I find it very disturbing to lie to a child about some wild fantasy called heaven just to make him 'feel happy'. As far as Im aware, animal dont even go to heaven if your a Christian, right?

LightbulbSun
Jan3-08, 02:58 AM
Yikes, I would have told the kid there is no such thing as heaven. I think its good that it upsets him. It will keep him busy thinking.

I find it very disturbing to lie to a child about some wild fantasy called heaven just to make him 'feel happy'. As far as Im aware, animal dont even go to heaven if your a Christian, right?

I don't think they do. But regardless, why would you make up something like that to make him feel better about an event that's going to happen billions of years from now? Do young kids think they're going to be around when it happens? Humans may not even be around by then for all we know.

Cyrus
Jan3-08, 03:02 AM
I think you should tell him what his sister said was nonsense and explain why.

Oerg
Jan3-08, 08:20 AM
I don't think they do.
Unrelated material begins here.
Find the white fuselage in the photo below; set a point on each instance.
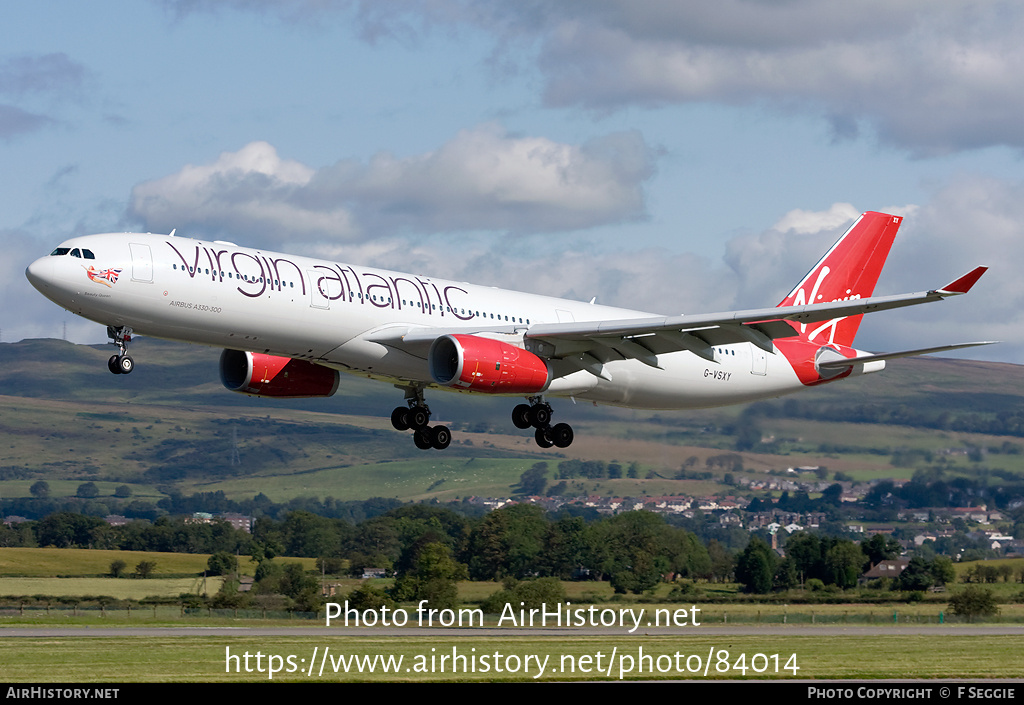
(220, 294)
But regardless, why would you make up something like that to make him feel better about an event that's going to happen billions of years from now? Do young kids think they're going to be around when it happens? Humans may not even be around by then for all we know.

ahhhh, then you would have to teach him about the concept of death correct? Something which you mentioned you would have preferred to have done rather than let your gf introduce heaven to him.